Can you ever just take a sigh of relief? Every part of infertility/pregnancy after infertility is holding your breath and waiting. I keep waiting to be able to take that deep breath. To just enjoy the moment, however brief it is.
I made it to my appointment with plenty of time to spare even with the crazy traffic around here. I took a seat and the nurse called me back almost immediately. She saw me and asked how I was, when I paused she simply said “even more nervous than Tuesday?” Yea, well that’s an understatement. We talked briefly on what they were looking for today which was insightful; they don’t care about doubling time, they just want to see at least a 60% increase over 48 hours. So I needed to have a bare minimum number of 316 today. I obviously was hoping for a higher number but 316 would be right at 60%.
I didn’t take a HPT yesterday but did take one this morning and the line is in fact darker but still not as dark/darker than the control line. So I did have hope that it wasn’t decreasing but I wasn’t sure on how much it was increasing simply based on the darkness of the line. I wish there was a way to test for numbers at home… maybe I need to invent it. I could make millions!
The wait was torture today. Absolute pure and utter torture. I stared at my phone and willed it to ring all day. Even before I knew the blood had left their office. I just couldn’t help it.

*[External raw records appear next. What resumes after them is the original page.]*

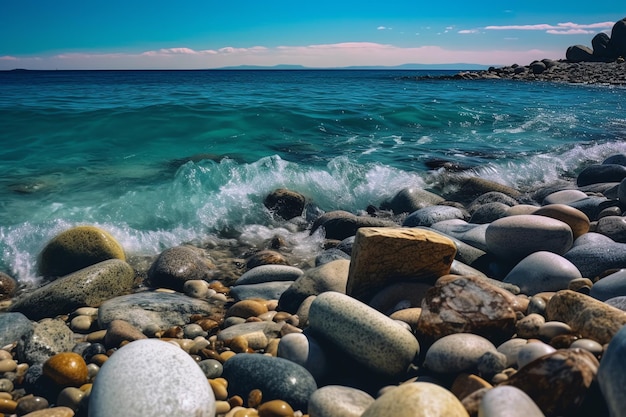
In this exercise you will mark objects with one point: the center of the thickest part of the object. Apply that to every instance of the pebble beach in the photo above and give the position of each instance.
(483, 301)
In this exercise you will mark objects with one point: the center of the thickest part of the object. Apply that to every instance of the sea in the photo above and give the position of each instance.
(162, 158)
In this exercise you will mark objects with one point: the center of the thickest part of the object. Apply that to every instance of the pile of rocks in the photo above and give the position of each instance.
(604, 64)
(489, 301)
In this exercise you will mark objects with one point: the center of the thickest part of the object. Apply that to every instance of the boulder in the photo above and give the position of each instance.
(78, 248)
(176, 265)
(617, 44)
(579, 53)
(381, 256)
(87, 287)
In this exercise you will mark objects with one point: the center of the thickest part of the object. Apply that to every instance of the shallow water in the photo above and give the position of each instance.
(164, 157)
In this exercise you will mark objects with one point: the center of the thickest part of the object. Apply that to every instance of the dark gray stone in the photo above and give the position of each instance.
(13, 327)
(277, 378)
(610, 286)
(176, 265)
(599, 173)
(430, 215)
(148, 309)
(87, 287)
(593, 259)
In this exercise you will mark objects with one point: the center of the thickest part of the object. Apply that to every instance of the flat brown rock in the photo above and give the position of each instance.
(384, 255)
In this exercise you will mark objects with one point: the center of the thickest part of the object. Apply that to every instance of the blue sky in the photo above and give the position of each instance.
(151, 34)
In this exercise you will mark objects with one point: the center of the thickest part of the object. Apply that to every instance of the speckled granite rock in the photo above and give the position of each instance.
(416, 399)
(149, 309)
(277, 378)
(366, 335)
(77, 248)
(149, 378)
(381, 256)
(88, 287)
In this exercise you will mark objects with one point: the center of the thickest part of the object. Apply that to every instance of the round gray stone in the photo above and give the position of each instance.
(339, 401)
(457, 352)
(610, 286)
(542, 271)
(516, 237)
(277, 378)
(506, 400)
(151, 377)
(374, 340)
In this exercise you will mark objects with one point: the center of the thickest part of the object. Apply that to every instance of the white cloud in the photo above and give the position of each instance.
(568, 28)
(315, 56)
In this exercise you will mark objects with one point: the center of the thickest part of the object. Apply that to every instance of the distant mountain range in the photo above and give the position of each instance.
(448, 67)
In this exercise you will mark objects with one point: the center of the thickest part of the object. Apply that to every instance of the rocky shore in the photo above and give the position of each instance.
(603, 63)
(483, 301)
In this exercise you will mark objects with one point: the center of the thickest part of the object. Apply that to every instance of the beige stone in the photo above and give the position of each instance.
(384, 255)
(591, 318)
(576, 219)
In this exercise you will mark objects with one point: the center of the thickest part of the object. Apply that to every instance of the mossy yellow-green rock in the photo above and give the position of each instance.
(77, 248)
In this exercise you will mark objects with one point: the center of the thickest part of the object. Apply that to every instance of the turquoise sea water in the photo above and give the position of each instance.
(164, 157)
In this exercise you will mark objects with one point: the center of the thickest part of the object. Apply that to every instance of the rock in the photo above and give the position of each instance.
(284, 203)
(416, 399)
(381, 256)
(265, 290)
(508, 401)
(594, 255)
(304, 350)
(153, 309)
(87, 287)
(120, 331)
(341, 224)
(276, 378)
(366, 335)
(600, 45)
(591, 318)
(332, 276)
(576, 219)
(13, 327)
(579, 53)
(265, 257)
(613, 227)
(77, 248)
(564, 197)
(67, 369)
(610, 286)
(489, 212)
(542, 271)
(151, 377)
(7, 286)
(612, 374)
(269, 273)
(49, 337)
(516, 237)
(459, 352)
(338, 401)
(559, 382)
(533, 351)
(409, 200)
(617, 44)
(461, 304)
(427, 216)
(600, 173)
(176, 265)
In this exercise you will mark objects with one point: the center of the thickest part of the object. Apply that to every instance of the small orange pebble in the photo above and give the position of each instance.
(275, 408)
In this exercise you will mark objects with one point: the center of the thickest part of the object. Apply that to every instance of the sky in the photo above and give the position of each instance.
(203, 34)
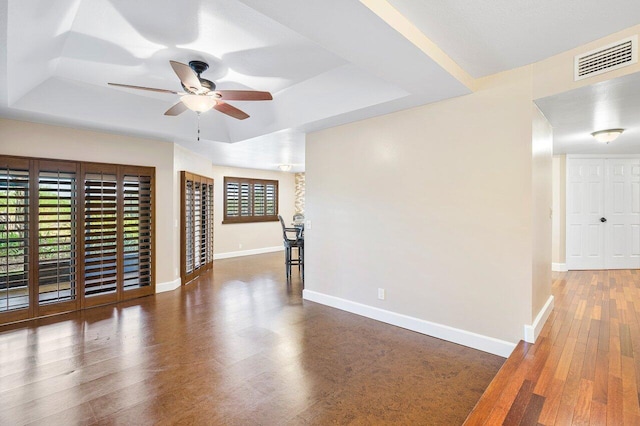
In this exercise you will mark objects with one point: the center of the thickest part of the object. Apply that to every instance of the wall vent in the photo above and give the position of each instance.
(608, 58)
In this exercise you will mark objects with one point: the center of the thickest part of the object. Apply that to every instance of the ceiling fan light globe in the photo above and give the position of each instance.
(198, 103)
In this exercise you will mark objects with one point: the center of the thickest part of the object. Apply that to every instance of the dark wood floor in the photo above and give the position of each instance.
(584, 369)
(238, 347)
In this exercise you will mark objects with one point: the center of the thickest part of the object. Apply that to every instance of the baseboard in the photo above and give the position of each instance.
(451, 334)
(168, 286)
(531, 332)
(251, 252)
(559, 267)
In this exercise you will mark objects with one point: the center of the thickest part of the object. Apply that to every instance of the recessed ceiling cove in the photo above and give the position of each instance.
(324, 64)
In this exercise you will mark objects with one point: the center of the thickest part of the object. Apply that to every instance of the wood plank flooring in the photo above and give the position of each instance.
(584, 369)
(240, 346)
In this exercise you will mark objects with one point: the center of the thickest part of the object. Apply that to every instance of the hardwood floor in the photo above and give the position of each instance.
(584, 368)
(241, 347)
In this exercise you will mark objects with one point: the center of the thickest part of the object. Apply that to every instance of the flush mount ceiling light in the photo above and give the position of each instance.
(606, 136)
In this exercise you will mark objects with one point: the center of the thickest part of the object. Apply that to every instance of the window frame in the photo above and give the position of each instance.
(142, 198)
(196, 226)
(253, 218)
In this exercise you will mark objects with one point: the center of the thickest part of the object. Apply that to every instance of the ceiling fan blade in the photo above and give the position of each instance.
(151, 89)
(230, 110)
(186, 75)
(177, 109)
(244, 95)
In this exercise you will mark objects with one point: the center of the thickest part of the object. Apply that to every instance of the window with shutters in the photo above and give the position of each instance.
(196, 235)
(250, 200)
(73, 235)
(14, 236)
(57, 223)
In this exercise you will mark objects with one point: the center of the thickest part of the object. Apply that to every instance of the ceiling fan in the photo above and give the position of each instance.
(200, 94)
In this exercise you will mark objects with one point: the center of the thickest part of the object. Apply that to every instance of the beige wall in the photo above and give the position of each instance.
(236, 237)
(40, 140)
(433, 204)
(558, 233)
(542, 210)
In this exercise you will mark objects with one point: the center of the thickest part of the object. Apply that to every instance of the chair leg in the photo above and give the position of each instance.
(287, 261)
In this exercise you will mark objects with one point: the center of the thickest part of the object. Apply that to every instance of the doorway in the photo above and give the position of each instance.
(603, 213)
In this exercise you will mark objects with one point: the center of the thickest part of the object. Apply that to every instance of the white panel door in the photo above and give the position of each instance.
(622, 211)
(585, 209)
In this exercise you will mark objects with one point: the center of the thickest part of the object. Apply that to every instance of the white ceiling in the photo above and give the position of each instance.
(326, 62)
(611, 104)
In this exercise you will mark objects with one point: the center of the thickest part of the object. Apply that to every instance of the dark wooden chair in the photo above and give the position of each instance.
(292, 239)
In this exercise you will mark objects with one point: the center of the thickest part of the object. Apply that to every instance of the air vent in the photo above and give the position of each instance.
(608, 58)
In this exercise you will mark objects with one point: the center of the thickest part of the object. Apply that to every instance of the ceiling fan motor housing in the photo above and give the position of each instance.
(199, 67)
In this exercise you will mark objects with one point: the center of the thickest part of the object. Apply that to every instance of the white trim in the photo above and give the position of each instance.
(168, 286)
(598, 156)
(247, 252)
(559, 267)
(451, 334)
(531, 332)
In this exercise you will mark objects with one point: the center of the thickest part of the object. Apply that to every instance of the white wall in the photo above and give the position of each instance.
(432, 204)
(558, 234)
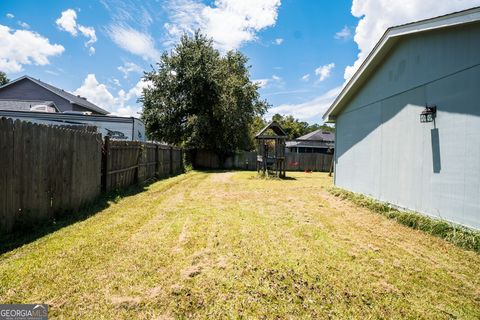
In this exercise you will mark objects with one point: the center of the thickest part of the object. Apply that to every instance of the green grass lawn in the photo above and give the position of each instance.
(230, 245)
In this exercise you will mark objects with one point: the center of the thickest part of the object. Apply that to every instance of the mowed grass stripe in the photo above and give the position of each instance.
(229, 245)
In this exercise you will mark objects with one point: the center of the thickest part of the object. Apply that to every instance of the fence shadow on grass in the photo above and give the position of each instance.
(18, 238)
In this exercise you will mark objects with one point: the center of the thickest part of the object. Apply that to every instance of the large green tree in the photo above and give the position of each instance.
(3, 78)
(202, 99)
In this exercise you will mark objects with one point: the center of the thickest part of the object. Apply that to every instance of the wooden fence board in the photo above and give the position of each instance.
(50, 171)
(247, 161)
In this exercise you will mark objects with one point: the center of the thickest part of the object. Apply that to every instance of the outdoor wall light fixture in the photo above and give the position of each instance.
(428, 115)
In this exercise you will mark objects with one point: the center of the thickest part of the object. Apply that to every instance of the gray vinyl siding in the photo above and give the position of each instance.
(382, 149)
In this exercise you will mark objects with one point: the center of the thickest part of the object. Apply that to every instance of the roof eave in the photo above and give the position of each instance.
(381, 49)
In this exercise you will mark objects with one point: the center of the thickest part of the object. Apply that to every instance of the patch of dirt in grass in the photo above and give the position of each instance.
(182, 237)
(126, 301)
(222, 177)
(192, 271)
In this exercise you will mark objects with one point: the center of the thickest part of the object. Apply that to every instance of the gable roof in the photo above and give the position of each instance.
(83, 102)
(318, 135)
(275, 127)
(23, 105)
(391, 36)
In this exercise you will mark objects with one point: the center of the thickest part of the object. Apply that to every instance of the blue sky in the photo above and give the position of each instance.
(301, 52)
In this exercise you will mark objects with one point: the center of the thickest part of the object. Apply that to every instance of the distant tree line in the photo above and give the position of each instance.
(293, 127)
(200, 98)
(203, 99)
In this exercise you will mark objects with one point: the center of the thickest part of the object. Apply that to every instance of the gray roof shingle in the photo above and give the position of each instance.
(71, 97)
(23, 105)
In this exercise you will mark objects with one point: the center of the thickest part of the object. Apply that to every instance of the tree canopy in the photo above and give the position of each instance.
(3, 78)
(202, 99)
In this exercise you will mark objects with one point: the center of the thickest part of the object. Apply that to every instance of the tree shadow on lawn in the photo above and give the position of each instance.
(257, 174)
(24, 235)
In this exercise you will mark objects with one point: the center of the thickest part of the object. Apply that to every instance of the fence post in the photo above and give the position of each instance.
(139, 163)
(157, 163)
(171, 161)
(105, 163)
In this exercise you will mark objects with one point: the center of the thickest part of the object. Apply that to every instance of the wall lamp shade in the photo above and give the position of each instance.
(428, 115)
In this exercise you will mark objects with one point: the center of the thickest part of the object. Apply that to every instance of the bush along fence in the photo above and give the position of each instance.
(48, 171)
(202, 159)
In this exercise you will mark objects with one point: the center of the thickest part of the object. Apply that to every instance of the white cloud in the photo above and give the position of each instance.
(323, 72)
(266, 82)
(230, 23)
(343, 34)
(24, 25)
(262, 83)
(23, 47)
(311, 110)
(377, 15)
(68, 22)
(306, 77)
(123, 103)
(134, 41)
(129, 67)
(88, 32)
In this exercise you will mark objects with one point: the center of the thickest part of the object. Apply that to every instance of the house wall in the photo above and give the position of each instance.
(28, 90)
(382, 149)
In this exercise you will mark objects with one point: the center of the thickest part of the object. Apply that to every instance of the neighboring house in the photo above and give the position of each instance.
(318, 141)
(118, 128)
(28, 88)
(386, 147)
(28, 105)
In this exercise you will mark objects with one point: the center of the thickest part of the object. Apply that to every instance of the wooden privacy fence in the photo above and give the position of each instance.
(203, 159)
(47, 171)
(129, 162)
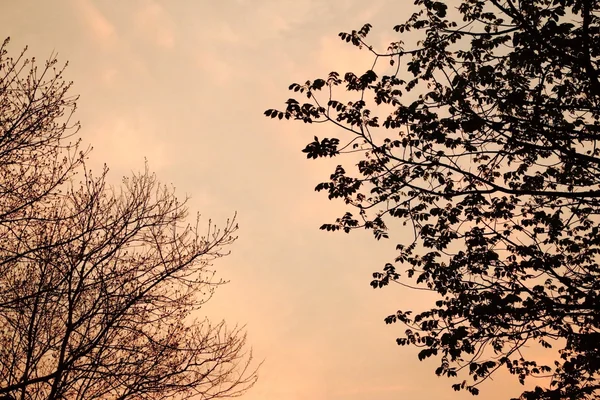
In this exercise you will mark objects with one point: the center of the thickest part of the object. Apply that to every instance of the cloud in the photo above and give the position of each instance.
(155, 24)
(97, 23)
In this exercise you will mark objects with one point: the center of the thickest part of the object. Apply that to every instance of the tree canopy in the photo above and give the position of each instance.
(482, 141)
(100, 286)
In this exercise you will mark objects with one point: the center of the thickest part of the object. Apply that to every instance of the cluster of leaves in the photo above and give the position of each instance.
(98, 284)
(486, 146)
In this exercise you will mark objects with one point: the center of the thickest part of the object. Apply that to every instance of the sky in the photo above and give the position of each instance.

All that being said, they called at 1:30 and my numbers are 442.5 which equates to a rise of 124.9%!!!!!! The nurse indicated that the chance of it being ectopic with these results are incredibly low so there is no real reason to do a 4th beta. I have my 7 week ultrasound on August 18th and I can’t wait.
I know there are so many more hurdles to get through but for right now I feel like I can breath for a few amazing minutes.